Drugs for Neglected Diseases Initiative (DNDi) links MSF with public health bodies from several countries in an attempt to bridge the gap between drug development and global illness. It includes research institutes in Brazil, France, India, Kenya and Malaysia. DNDi planned to spend about $US250million ($370million) over 12 years to develop six drugs and get several others in the pipeline, Ms Dinh said.

Sleeping sickness, leishmaniasis and Chagas disease are unheard of in the Western world, but they threaten more than 350 million people in developing countries each year.

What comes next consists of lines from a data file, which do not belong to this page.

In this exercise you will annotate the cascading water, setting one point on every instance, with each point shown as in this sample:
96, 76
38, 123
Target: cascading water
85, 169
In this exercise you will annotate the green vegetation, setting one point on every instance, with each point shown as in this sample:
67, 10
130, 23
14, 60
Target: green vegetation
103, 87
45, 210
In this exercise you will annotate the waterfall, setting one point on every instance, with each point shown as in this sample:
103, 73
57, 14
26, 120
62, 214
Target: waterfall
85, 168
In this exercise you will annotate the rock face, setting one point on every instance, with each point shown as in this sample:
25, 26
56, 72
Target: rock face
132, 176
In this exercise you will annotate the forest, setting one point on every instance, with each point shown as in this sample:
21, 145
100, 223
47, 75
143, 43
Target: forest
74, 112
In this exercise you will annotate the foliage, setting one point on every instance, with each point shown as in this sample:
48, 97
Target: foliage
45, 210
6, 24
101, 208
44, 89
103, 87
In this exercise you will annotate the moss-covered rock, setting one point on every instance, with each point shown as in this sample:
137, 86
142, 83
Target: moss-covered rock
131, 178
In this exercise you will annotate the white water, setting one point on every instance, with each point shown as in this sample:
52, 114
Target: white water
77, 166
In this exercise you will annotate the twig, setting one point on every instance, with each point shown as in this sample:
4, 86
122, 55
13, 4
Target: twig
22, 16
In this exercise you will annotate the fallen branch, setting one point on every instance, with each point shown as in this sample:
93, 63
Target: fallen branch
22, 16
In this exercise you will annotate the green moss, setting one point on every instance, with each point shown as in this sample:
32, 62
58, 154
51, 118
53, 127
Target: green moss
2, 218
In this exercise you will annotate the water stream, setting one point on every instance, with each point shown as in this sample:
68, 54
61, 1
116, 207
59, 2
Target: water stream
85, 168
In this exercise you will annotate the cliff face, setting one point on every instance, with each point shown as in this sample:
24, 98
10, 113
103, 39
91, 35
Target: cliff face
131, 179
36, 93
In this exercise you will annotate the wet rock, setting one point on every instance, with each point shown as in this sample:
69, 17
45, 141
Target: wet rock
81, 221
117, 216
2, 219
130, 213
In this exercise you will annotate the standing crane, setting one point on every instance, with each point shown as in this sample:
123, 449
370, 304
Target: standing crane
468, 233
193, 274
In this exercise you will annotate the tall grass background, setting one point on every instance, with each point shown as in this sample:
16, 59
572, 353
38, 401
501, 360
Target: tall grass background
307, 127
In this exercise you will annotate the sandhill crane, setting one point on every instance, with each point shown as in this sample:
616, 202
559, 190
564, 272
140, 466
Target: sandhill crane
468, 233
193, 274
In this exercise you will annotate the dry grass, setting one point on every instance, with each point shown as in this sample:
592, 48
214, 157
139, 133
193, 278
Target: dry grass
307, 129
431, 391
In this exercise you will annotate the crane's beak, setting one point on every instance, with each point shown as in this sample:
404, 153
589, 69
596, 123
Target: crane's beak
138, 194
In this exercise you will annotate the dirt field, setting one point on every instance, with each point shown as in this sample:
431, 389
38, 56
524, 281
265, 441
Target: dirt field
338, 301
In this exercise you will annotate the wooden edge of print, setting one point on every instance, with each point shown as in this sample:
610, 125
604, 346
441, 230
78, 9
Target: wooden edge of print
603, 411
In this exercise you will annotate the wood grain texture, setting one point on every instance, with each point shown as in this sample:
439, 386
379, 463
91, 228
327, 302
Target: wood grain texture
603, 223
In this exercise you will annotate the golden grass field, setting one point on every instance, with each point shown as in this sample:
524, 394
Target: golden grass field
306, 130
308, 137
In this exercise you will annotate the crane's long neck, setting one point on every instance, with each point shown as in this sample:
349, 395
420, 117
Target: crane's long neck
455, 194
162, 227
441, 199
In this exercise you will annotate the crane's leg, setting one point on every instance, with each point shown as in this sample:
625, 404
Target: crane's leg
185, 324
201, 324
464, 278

With the likes of malaria, tuberculosis and HIV, they account for up to 90 per cent of the world's disease burden, yet attract just 10per cent of health research efforts, says the aid group Medecins Sans Frontieres.

"From 1975 to 1999, only 1per cent of the almost 1400 new drugs registered were for tropical diseases and TB," said Kathryn Dinh, an SF spokeswoman.

"Developing countries are just not a profitable market for drug development."

A new not-for-profit drug research organisation plans to change all that, harnessing some of the world's best research institutes to develop new medicines.

Drugs for Neglected Diseases Initiative (DNDi) links MSF with public health bodies from several countries in an attempt to bridge the gap between drug development and global illness. It includes research institutes in Brazil, France, India, Kenya and Malaysia.

DNDi planned to spend about $US250million ($370million) over 12 years to develop six drugs and get several others in the pipeline, Ms Dinh said.

The drugs used to treat these neglected diseases are decades old, the side-effects are significant, and their effectiveness is diminished by resistance.

Visceral leishmaniasis, or kala-azar, is endemic in 88 countries, including India, Nepal, Bangladesh and Sudan, where 350 million people were at risk of infection, MSF said.

The main treatment has been used for more than 70 years, and is painful and toxic. Veterinary research may provide some hope, as the disease also affects dogs in wealthy countries.

"It is extremely disappointing that we have to rely on drugs being developed by the veterinary industry for dogs to have any promise of new drugs to treat people in poor countries," Ms Dinh said.

Sleeping sickness has made a huge comeback in 36 sub-Saharan African countries due to war, population movements and the collapse of health systems. The main treatment is extremely toxic, painful and ineffective due to resistance.

There is no effective treatment for Chagas disease, which kills an estimated 50,000 people a year on the American continent and puts 25per cent of Latin America at risk.

There would be a role for Australian researchers, Ms Dinh said. "We are hoping to tap into Australian malaria research and link it into DNDI and help people in developing countries where malaria is endemic."

Natural born killers

Visceral leishmaniasis or kala-azar: transmitted via sandfly bites in Asia and East Africa, it affects the immune system, killing people in months.

Chagas disease: transmitted via blood-sucking insects in Latin America. Causes heart failure, serious oesophagus and colon dysfunction.

Sleeping sickness: transmitted via tsetse flies in sub-Saharan Africa. Invades the central nervous system; patients lapse into a coma and die.